Build Your Dreams (BYD) currently holds the title of the second largest automaker in the world behind Tesla. We’ve followed the company as it continues to expand its global footprint to new markets in Europe and Asia.
Unlike Tesla, however, BYD is a top-three global manufacturer of batteries, in addition to producing EVs. While lithium-ion battery cells remain the industry standard to propel electric vehicles, manufacturers are investing millions of dollars into the research of development of alternative chemistries and designs that will enable us to go farther and charge more quickly.
We always try to keep you in the loop on these “breakthroughs” in technologies like solid-state batteries, LMFP chemistries, and of course, sodium-ion batteries. Previously, we’ve seen BYD’s main competitor, CATL, commit to developing and producing sodium-ion cells, and other companies have presented their individual breakthroughs.
Today, FinDreams announced it has found a partner in Huaihai Holding Group to produce sodium-ion batteries in mass quantities to power small EVs locally and globally.
BYD looks to lead the pack in sodium-ion batteries
According to a recent press release from Huaihai Holding Group, it has signed a strategic agreement with FinDreams to establish the sodium-ion battery joint venture.
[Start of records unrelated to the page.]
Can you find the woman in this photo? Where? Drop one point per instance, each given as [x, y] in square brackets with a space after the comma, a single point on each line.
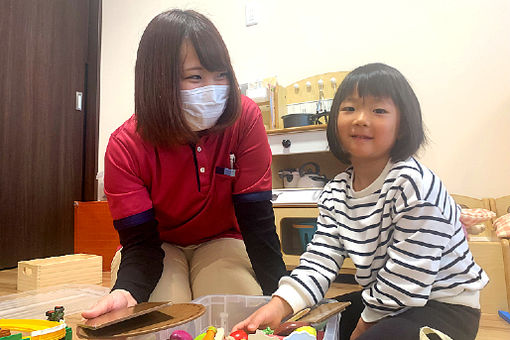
[188, 177]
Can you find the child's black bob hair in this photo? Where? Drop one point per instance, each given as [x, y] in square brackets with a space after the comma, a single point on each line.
[380, 80]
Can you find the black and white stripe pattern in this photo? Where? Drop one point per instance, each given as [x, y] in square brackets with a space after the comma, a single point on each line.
[403, 234]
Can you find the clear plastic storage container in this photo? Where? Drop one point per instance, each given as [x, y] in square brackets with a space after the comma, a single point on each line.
[227, 310]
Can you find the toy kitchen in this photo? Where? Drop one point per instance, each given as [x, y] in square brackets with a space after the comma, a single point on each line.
[295, 118]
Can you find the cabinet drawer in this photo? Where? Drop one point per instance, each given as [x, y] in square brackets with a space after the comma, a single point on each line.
[302, 142]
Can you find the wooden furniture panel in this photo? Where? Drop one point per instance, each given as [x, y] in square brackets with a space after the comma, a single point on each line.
[292, 258]
[489, 255]
[501, 205]
[505, 245]
[306, 94]
[94, 232]
[467, 202]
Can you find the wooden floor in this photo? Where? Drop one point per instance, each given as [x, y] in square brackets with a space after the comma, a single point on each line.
[492, 327]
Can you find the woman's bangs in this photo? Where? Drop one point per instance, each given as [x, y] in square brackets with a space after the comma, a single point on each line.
[210, 51]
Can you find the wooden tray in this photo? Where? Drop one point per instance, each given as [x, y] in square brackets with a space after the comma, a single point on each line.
[153, 321]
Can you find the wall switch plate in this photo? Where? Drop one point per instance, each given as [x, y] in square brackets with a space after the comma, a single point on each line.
[251, 14]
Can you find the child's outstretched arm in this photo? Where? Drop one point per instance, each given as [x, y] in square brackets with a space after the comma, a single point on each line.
[269, 315]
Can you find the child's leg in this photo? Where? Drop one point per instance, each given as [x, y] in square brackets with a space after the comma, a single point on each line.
[456, 321]
[350, 316]
[222, 266]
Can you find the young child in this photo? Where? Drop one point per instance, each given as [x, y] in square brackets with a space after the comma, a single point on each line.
[392, 216]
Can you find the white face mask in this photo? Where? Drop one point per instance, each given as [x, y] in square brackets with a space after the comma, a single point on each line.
[203, 106]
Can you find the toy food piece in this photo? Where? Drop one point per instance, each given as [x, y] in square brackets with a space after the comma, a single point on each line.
[56, 314]
[303, 333]
[180, 335]
[200, 336]
[4, 332]
[220, 334]
[308, 329]
[288, 327]
[210, 333]
[268, 331]
[239, 335]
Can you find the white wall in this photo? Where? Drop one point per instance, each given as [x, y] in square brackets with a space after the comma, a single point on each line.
[456, 55]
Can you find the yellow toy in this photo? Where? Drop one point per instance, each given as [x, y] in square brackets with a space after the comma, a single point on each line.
[36, 329]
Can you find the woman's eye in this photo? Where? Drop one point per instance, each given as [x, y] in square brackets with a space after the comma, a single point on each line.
[380, 111]
[193, 77]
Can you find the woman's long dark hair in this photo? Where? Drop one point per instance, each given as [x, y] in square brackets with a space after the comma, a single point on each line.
[160, 119]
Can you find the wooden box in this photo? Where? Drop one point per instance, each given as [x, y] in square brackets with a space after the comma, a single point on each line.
[51, 271]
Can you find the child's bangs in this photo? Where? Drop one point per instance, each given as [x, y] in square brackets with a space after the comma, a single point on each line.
[376, 84]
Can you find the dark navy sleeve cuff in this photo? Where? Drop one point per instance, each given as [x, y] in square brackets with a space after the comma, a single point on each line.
[253, 197]
[134, 220]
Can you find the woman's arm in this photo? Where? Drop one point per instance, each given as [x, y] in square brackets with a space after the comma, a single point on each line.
[141, 261]
[256, 221]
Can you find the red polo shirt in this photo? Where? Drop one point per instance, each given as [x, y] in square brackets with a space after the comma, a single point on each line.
[188, 189]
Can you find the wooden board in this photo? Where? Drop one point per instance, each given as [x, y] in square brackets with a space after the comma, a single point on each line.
[324, 312]
[123, 314]
[166, 317]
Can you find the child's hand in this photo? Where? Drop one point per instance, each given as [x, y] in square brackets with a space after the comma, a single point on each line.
[269, 315]
[361, 327]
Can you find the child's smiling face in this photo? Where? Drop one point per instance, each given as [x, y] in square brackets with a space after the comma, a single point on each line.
[368, 127]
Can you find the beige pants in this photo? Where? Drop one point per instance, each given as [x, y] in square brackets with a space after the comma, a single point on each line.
[219, 266]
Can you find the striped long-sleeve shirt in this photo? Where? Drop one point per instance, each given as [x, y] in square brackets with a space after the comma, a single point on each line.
[402, 233]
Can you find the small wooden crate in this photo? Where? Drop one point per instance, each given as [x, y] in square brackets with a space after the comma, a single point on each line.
[51, 271]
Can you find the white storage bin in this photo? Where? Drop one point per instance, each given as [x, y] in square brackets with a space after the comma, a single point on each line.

The venture will include the implementation of a production base at the Xuzhou Economic and Technological Development Zone in the Jiangsu province of China.
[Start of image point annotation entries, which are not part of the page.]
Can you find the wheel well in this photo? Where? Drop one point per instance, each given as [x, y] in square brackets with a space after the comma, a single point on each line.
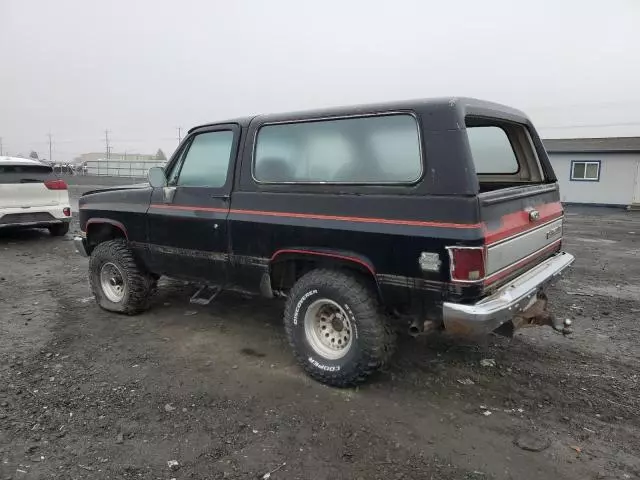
[285, 273]
[102, 232]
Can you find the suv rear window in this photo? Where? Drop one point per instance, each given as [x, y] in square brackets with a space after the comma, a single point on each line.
[24, 173]
[492, 151]
[376, 149]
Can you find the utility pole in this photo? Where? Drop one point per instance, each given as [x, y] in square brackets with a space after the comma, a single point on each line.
[50, 144]
[106, 143]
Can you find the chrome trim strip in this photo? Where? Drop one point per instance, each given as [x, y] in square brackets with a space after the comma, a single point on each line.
[526, 232]
[523, 259]
[510, 251]
[489, 198]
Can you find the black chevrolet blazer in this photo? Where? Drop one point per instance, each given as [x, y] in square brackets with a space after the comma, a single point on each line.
[423, 215]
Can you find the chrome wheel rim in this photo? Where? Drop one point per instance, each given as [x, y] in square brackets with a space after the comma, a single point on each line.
[328, 329]
[112, 282]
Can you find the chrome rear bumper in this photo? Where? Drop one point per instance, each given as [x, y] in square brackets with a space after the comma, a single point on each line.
[80, 244]
[515, 297]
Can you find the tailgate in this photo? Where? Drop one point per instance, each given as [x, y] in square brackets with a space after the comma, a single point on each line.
[519, 202]
[22, 186]
[523, 226]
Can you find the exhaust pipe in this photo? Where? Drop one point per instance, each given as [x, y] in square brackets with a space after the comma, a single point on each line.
[416, 328]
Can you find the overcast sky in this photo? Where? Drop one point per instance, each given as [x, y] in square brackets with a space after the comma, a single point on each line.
[141, 68]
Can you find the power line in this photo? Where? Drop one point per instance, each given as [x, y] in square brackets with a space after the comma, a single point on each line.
[106, 142]
[50, 145]
[587, 125]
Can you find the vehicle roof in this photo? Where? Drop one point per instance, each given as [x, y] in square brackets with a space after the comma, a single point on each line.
[449, 106]
[20, 161]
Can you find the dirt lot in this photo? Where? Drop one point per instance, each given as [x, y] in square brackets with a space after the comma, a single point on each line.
[88, 394]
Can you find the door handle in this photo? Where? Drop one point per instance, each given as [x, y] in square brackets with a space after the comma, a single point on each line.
[168, 194]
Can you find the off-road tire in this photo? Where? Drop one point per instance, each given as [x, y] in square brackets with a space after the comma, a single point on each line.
[140, 285]
[59, 229]
[373, 338]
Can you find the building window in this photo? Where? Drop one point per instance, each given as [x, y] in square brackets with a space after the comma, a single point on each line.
[585, 171]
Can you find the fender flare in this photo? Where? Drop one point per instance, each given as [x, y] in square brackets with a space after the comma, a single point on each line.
[340, 256]
[109, 221]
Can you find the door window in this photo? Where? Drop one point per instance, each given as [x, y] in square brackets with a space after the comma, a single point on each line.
[206, 162]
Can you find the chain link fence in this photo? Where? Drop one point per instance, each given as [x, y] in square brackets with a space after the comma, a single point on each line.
[119, 168]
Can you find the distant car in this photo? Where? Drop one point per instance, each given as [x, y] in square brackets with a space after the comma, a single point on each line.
[32, 196]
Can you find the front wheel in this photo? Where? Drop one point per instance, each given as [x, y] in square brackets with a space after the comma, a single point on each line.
[336, 328]
[117, 281]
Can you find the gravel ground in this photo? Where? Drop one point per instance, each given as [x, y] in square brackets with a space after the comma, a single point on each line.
[87, 394]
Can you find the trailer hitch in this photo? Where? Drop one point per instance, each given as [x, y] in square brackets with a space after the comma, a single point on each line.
[538, 315]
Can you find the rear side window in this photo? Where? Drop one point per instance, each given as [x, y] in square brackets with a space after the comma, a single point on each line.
[380, 149]
[25, 173]
[492, 151]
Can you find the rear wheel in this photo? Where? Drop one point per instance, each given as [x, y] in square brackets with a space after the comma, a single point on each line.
[59, 229]
[336, 328]
[118, 283]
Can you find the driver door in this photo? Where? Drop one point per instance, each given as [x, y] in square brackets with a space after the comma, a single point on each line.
[187, 228]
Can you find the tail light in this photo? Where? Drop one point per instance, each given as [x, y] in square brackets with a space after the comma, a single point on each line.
[467, 263]
[56, 184]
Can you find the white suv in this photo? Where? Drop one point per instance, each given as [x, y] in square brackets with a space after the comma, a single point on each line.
[32, 196]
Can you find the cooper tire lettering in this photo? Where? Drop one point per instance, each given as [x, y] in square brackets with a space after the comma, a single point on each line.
[299, 305]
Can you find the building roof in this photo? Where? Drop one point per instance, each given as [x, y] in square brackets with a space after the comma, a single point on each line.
[593, 145]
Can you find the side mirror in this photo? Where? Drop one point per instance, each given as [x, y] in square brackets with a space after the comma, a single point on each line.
[157, 178]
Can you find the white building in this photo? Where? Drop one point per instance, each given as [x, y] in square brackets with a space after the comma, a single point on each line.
[597, 171]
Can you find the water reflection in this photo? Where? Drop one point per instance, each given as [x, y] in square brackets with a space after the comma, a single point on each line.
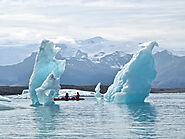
[143, 117]
[46, 120]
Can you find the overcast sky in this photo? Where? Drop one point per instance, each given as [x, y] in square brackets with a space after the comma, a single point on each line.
[29, 21]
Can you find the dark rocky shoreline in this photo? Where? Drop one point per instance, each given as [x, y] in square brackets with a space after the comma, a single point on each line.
[7, 90]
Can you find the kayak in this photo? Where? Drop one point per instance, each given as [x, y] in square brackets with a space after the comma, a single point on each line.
[69, 99]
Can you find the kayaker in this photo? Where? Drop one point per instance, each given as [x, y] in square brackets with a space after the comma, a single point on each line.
[67, 96]
[77, 96]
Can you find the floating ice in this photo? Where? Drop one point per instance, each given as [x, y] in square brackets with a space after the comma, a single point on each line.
[48, 90]
[5, 99]
[132, 84]
[45, 64]
[97, 90]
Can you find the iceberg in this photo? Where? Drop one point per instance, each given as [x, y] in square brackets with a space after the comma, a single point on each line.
[48, 90]
[98, 95]
[132, 84]
[45, 65]
[5, 99]
[97, 90]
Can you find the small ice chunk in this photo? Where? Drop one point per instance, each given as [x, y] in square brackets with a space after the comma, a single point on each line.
[2, 98]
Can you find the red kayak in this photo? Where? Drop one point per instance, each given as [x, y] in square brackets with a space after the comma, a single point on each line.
[69, 99]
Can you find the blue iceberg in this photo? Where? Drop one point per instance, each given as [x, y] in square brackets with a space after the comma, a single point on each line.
[45, 68]
[97, 90]
[132, 83]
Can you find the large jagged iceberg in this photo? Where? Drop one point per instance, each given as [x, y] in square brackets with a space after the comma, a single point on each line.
[132, 84]
[45, 64]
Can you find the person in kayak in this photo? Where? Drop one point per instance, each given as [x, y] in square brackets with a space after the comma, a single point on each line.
[67, 96]
[77, 96]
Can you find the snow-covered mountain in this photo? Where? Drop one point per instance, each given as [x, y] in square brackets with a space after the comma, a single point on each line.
[98, 60]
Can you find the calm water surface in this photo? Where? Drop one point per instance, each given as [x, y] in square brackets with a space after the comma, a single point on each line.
[162, 116]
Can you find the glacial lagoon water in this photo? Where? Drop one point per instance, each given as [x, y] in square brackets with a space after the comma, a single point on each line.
[162, 116]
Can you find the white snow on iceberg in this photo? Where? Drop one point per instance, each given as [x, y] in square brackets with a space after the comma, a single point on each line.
[2, 98]
[45, 64]
[133, 83]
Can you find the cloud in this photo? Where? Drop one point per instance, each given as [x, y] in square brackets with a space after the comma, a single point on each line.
[138, 20]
FinDreams will provide the battery products and services to Huaihai, which, in return, will provide its expertise in sales and marketing – particularly in small vehicles. Together, the companies shared they intend to jointly become the world’s largest supplier of sodium battery systems for micro vehicles.
By nature, sodium-ion batteries deliver lower energy density than traditional lithium-ion cells but cost notably less to produce. Their main component (sodium) is also safer and more abundant than lithium. The chemistry is ideal for smaller EVs that generally deliver less range and have less demand on a daily mobility basis – hence why the companies are focusing on this segment as a starting point.
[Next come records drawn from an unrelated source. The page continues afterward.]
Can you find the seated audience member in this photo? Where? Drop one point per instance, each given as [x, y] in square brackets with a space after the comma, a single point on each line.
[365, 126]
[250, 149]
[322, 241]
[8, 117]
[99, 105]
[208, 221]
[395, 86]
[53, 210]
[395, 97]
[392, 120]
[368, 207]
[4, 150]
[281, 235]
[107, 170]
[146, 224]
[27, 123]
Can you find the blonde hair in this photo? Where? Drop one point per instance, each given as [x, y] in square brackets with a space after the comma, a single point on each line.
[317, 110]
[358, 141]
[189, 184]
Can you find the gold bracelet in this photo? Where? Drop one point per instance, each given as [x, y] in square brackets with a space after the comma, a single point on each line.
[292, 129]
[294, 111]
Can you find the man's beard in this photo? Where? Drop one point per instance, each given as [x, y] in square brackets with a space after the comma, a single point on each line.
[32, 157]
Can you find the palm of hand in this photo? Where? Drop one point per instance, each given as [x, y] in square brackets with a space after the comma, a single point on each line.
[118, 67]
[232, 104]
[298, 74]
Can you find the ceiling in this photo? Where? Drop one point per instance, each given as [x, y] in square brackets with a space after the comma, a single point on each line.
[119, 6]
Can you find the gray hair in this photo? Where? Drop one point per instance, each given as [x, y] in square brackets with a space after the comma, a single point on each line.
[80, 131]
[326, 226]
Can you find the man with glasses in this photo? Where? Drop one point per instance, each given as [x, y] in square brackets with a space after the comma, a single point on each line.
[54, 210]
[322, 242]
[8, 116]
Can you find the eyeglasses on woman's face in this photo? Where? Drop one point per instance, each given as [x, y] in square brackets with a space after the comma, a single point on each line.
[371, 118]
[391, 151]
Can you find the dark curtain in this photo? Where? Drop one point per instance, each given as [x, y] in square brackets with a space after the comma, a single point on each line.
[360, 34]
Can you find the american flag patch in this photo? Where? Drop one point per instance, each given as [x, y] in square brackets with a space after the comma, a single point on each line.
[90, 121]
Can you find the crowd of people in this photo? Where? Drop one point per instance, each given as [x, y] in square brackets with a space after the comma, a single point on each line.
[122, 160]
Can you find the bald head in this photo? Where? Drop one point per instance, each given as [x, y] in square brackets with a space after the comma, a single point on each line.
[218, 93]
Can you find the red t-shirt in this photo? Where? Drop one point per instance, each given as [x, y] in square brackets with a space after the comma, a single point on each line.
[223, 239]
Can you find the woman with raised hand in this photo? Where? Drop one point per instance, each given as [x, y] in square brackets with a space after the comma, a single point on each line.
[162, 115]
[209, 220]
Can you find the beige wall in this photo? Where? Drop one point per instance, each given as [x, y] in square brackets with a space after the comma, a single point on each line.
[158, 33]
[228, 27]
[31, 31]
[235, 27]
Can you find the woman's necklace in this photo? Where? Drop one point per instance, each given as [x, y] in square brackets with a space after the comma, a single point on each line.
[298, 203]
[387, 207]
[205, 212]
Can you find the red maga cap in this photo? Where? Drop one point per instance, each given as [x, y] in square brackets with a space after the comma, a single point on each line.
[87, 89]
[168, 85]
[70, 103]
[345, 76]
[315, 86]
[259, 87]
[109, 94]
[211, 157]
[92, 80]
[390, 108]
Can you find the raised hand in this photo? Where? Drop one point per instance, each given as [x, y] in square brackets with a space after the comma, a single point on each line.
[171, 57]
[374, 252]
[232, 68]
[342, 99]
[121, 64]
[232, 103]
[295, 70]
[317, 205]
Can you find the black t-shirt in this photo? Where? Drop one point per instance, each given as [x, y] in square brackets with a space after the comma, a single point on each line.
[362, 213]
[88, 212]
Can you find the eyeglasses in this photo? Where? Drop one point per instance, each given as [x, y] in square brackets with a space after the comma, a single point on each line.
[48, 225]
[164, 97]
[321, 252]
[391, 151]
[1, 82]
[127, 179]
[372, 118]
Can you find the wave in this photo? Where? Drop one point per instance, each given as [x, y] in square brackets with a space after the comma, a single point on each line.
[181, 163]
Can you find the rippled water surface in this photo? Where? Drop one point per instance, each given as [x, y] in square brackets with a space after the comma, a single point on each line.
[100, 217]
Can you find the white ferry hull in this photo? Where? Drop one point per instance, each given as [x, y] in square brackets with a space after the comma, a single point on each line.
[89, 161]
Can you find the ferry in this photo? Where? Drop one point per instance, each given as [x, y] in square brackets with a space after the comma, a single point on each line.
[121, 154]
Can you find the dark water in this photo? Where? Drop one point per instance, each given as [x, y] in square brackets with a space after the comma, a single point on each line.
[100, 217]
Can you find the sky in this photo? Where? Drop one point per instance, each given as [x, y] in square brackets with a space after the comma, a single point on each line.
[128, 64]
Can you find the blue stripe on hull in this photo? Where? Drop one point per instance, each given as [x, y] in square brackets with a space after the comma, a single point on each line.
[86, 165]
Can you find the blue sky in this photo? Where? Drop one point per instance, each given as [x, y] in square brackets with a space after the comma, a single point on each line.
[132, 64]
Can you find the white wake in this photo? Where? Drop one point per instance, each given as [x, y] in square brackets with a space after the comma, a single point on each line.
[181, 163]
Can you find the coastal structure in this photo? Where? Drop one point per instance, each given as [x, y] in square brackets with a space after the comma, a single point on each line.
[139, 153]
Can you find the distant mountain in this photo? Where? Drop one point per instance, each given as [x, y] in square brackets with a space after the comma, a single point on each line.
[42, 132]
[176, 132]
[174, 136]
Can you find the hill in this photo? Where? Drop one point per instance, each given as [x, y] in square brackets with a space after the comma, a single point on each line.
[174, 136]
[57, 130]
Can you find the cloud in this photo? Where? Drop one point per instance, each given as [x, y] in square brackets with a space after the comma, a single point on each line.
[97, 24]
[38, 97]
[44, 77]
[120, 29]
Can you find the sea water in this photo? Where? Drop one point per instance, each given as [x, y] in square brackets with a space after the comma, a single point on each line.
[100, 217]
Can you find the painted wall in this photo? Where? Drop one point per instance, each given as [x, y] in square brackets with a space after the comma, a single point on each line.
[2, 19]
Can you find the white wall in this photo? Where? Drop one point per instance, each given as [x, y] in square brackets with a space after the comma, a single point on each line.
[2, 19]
Huaihai said it believes expanded production of sodium-ion batteries will parallel the growing demand for mini-vehicle batteries in China and eventually globally. Perhaps not in the US, but Europe could also serve as an enticing market for smaller, cheaper EVs powered by sodium-ion batteries.
At this point, it is unclear what level of energy density BYD’s new batteries will provide or what EV we may first see them implemented in. However, the company’s public commitment to mass production and its goal to become the world’s largest supplier showcases its dedication and confidence in the chemistry.